Tensi politik yang tinggi tersebut dipicu perbedaan kepentingan antarkubu.
Dari segi calon- calon yang beredar, saat ini Abu Rizal Bakrie (ARB) dapat
dianggap sebagai “satu-satunya calon” yang memperoleh dukungan paling kuat di
antara nama-nama calon lain.
Sebut
saja Priyo Budi Santoso, Hajriyanto Y Thohari, Agung Laksono, MS Hidayat,
Agus Gumiwang Kartasasmita, Airlangga Hartarto, dan Agun Gunanjar. Dinamika
politik terakhir Golkar menunjukkan mulai ada gerakan asal bukan ARB. Ancaman
beberapa calon seperti Agung Laksono, Priyo Budi Santoso, Hajriyanto Y
Thohari, dan Agus Gumiwang Kartasasmita, yang akan membuat Munas Golkar
tandingan karena tidak sejalan dengan kebijakan ARB, belum merupakan puncak
dari kisah perebutan kekuasaan di partai beringin.
Munculnya
gerakan asal bukan ARB makin “kencang” berembus. Masalahnya, mengapa ARB
menjadi musuh bersama pada Munas Golkar mendatang? Sekurang-kurangnya ada
tiga alasan mengenai itu. Pertama, ARB adalah calon yang paling kuat
memperoleh dukungan dari DPP dan DPD.
Bukti
dukungan itu ditampakkan dari “manutnya” DPDGolkartingkatprovinsi dan
kabupaten/kota tidak meminta percepatan Munas Golkar sebelum Oktober 2014.

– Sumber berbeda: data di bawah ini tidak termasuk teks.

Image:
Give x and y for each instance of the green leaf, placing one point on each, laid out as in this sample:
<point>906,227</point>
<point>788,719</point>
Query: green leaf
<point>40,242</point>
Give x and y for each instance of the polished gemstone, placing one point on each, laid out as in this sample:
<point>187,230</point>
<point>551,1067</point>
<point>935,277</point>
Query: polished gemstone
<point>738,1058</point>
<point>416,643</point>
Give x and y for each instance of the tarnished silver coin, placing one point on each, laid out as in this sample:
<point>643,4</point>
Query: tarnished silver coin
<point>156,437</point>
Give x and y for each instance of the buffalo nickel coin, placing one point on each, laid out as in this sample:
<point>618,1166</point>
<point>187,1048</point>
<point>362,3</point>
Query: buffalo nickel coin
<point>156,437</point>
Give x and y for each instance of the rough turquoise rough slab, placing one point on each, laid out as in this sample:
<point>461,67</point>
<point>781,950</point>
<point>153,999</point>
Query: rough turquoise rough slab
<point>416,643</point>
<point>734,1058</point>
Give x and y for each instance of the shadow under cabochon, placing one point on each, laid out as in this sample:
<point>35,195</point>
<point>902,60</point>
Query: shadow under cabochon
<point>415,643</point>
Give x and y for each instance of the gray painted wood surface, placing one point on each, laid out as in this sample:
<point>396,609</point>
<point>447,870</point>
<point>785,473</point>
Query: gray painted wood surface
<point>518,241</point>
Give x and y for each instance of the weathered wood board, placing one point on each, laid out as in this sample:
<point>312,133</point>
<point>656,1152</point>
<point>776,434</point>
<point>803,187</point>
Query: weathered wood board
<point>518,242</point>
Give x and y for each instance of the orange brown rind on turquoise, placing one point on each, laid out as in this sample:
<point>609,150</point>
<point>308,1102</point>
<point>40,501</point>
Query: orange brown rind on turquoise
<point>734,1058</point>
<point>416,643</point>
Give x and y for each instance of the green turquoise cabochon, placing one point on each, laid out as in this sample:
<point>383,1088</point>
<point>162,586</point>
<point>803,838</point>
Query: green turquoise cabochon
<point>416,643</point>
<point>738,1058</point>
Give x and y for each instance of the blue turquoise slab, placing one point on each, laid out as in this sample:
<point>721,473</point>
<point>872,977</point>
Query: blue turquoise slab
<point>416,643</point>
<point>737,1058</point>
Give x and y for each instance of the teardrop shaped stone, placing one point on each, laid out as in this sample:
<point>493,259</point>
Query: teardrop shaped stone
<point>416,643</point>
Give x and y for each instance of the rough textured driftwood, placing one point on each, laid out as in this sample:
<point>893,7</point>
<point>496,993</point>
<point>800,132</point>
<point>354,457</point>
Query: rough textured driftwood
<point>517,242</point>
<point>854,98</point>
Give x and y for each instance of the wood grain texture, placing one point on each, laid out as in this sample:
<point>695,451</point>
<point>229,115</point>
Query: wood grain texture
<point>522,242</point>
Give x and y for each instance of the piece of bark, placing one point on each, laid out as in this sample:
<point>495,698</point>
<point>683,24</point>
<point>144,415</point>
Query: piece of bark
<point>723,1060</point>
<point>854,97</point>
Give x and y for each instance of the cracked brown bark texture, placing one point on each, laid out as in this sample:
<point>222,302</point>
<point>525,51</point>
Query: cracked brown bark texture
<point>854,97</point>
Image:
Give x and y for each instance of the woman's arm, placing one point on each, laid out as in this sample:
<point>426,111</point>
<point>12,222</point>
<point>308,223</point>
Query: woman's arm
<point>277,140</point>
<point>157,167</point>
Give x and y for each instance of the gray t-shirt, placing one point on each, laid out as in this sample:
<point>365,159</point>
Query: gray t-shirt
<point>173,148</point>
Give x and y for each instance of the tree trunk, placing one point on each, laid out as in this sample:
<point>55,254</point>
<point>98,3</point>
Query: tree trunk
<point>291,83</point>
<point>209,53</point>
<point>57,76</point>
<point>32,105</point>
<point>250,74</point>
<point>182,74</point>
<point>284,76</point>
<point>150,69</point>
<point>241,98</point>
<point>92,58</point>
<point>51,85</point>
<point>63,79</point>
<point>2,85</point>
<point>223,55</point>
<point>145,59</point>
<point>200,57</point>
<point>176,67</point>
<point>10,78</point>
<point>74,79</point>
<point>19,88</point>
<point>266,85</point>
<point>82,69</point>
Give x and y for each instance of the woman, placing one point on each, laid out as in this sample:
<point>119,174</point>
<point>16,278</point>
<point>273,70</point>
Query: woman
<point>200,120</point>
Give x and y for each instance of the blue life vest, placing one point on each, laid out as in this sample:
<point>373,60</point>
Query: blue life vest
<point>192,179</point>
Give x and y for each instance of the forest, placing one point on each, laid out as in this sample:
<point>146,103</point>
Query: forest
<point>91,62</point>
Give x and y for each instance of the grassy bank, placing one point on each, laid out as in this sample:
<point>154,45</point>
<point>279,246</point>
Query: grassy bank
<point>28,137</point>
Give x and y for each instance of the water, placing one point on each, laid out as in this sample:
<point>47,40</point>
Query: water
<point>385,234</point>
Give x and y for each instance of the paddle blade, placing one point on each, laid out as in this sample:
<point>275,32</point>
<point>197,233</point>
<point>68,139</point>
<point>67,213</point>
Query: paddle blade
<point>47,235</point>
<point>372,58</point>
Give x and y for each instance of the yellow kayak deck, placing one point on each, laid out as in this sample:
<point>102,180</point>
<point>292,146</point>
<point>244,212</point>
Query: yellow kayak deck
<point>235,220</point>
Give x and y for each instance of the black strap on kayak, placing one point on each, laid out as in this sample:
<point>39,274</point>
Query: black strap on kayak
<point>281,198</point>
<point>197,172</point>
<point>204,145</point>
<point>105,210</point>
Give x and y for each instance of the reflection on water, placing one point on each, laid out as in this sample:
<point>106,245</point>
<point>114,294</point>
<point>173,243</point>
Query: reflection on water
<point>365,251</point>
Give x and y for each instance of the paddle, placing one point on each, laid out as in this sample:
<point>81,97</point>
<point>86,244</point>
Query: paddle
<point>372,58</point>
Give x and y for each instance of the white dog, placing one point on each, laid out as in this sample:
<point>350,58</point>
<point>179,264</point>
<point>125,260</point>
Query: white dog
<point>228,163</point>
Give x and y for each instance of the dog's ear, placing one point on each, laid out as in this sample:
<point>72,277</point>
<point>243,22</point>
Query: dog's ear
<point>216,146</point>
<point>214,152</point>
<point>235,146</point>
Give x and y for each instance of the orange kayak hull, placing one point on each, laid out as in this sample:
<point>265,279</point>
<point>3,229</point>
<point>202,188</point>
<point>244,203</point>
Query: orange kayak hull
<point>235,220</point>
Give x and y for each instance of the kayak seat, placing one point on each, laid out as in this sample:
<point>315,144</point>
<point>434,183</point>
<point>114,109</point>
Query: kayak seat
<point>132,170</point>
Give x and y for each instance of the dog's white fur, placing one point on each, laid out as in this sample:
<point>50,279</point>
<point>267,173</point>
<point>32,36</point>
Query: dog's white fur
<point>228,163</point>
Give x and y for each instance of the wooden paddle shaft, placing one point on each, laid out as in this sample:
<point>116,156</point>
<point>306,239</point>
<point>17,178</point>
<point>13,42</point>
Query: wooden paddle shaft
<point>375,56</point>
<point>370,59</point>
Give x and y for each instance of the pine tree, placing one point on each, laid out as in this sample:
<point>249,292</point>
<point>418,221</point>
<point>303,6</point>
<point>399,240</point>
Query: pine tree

Kedua, ketakutan para penentang ARB karena ancaman dipecat seperti beberapa
kader yang tidak mengikuti kebijakan partai.
Ketiga, ARB dengan segala kelemahannya tetap membawa Golkar
sebagaijawara kedua Pemilu 2014 walau perolehan suaranya mengalami penurunan.
Sebagai ketua umum, ARB telah membawa arah politik Golkar berseberangan atau
berbeda dengan pemerintah. Keempat, sebagai yang “terpenting” ARB akan tetap
menjadi penentu kiprah politik Golkar lima tahun mendatang.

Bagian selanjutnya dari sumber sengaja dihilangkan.